En route to facing Team WE in the grand finals, Fnatic had to go through Azubu Blaze in their group and Season 2 world champions Taipei Assassins twice in the bracket stage. Throughout IPL 5, the only team that could best Fnatic was Team WE. Fnatic would later become one of the greatest European organizations of all time, and only in the past few years have they been challenged on that front by G2 Esports.
Team WE would go on to become the legacy organization of China alongside then-rival Invictus Gaming. Coach Aaron would later leave the WE organization in a messy offseason breakup, founding EDward Gaming. EDG is currently the most decorated Chinese team in the LPL with five LPL titles.
Of players featured in the IPL 5 grand finals match, Ming "ClearLove" Kai just retired this past offseason to become a coach for EDG. Only sOAZ and Rekkles are actively playing. Rekkles has stayed with Fnatic for the entirety of his career, and sOAZ is currently on Immortals.

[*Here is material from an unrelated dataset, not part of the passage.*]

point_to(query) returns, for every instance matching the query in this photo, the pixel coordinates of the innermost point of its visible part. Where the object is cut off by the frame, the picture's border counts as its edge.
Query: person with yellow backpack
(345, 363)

In retrospect, IPL 5 offers many things. It cements legacies, showing the early impact of players like WeiXiao, ClearLove, Rekkles, sOAZ, xPeke and many others who weren't in the grand finals. It's also a tempting snapshot of what could have been had LoL esports gone down a different, more open path. It's a frozen moment in time that through format and execution leaves little doubt that the best team in the world at that moment was truly tested by the best, something that not all League of Legends World Championships have been able to accomplish.